User talk:Ahsh
Welcome to Wiki Course Notes! We hope you will contribute much and well. You will probably want to read the help pages. Again, welcome and have fun! WikiSysop 20:18, 25 July 2009 (UTC)
[math]\displaystyle{ CoFi^{RANK} }[/math]: Maximum Margin Matrix Factorization for Collaborative Ranking
Problem Statement:
The underlying intelligent tools behind the webshoppers such as Amazon, Netflix, and Apple learn a suggestion function based on the the current user's and the others ratings in order to offer personalized recommendations. To this end, collaborative filtering provided a promising approach in which the rating patterns (of the products) by the current user and the others are used to estimate rates (or ranking) for unrated items. The task is more challenging once the user is unknown for the system (i.e., there is not any rating records from this user). Two different strategies might be incorporated for offering the recommendation list: rating or ranking. Ranking is different from rating in which the set of recommendations is obtaind directly, rather than first finding the rates and then sort them accordingly. For collaborative ratings, Maximum Marging Matrix Factorization (MMMF) had a promising result for estimating the unknown rates.
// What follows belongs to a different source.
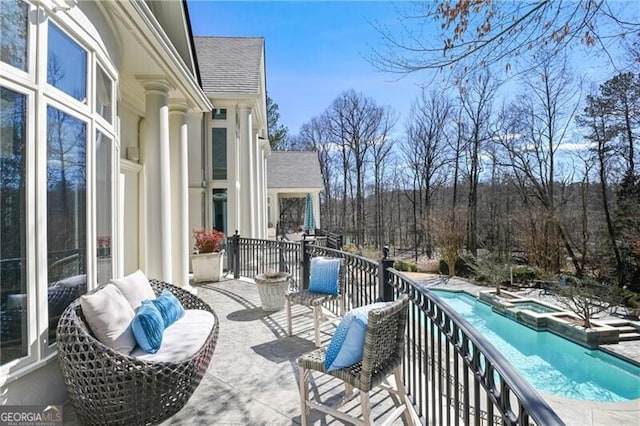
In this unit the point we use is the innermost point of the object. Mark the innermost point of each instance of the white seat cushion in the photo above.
(182, 339)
This paper extends the use of MMMF for collaborative ranking. Since the top ranked items (products) are offered to the user, it is more important to predict what a user might like than what he/she dislikes. In other words, the items with higher rank should be ranked more accuratly than the last ones.
Objectives:
The authors in <ref>M. Weimer, A. Karatzoglouy, Q. Viet Le, and A. Smola, “ Maximum Margin Matrix Factorization for Collaborative Ranking”, Advances in Neural Information Processing systems, 2007.</ref> considered a set of objectives for the ranking task. In which, the algorithm should
- directly optimize the ranking scores,
- be adaptable to different scores,
- not need any features extraction besides the actual ratings,
- be scalable and parralizable with large number of items and users.
Definitions:
Polya-Littlewood-Hardy inequality
For any two vectors a, b , their inner product is maximized when a, b are sorted in the same order. That is [math]\displaystyle{ \lt a,b\gt \lt = \lt sort(a),sort(b)\gt }[/math]
Discounted Comulative Gain
Consider the rating vector [math]\displaystyle{ y\in\{1,...,r\}^{n} }[/math], and [math]\displaystyle{ \pi }[/math] the permutation of the rating vector. For the truncation threshold [math]\displaystyle{ k }[/math] (the number of recommendations), the Discounted Comulative Gains (DCG) score is defined as: [math]\displaystyle{ DCGk(y,\pi)=\sum_{i=1}^{k}\frac{2^{y_{\pi_i}-1}}{log(i+2)} }[/math] Given the permutation [math]\displaystyle{ \pi_s }[/math] which sorts the [math]\displaystyle{ y }[/math] in decreasing order, the Normalized Discounted Comulative Gains (NDCG) score is given by:[math]\displaystyle{ NDCGk(y,\pi)=\frac{DCGk(y,\pi)}{DCGk(y,\pi_{s})} }[/math]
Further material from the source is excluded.